The atoms hydrogen, oxygen, and carbon co-exist naturally in specific proportions with their stable isotopes, ^{2}H (or deuterium), ^{18}O, and ^{13}C, respectively, as shown in the figure.

The amount and distribution of the different isotopes in a molecule are natural products influenced by:
- Environmental (climatic and geographical) conditions, and
- Chemical or biochemical processes, primary metabolism, photosynthetic metabolism in plants, etc.

A phenomenon known as natural isotopic fractionation (see figure) means that an isotopic fingerprint composed of ratios of isotopes at each atom of a molecule can be determined in order to provide information on the origin—botanical, synthetic, geographical of the molecule or product.

===Principles underlying specific methods===

==== SNIF-NMR ====
SNIF-NMR is based on the principle of fractionation of carbon isotopes in oxygenic photosynthesis (isotope fractionation).

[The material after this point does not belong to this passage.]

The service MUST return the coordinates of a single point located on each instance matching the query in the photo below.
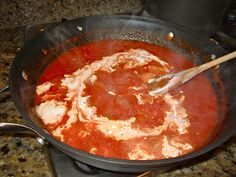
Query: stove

NMR of two nuclei are routinely used for assessing food authenticity:
- Hydrogen nuclei: the ^{2}H-SNIF-NMR method, which was the original application of SNIF-NMR, measures the ratio of deuterium to hydrogen of the hydrogen atoms ini a sample molecule; and
- Carbon nuclei: the ^{13}C-SNIF-NMR method has made for new applications of SNIF-NMR, where the method determines the ratio of ^{13}C (carbon-13) to ^{12}C of the carbon atoms in a sample molecule.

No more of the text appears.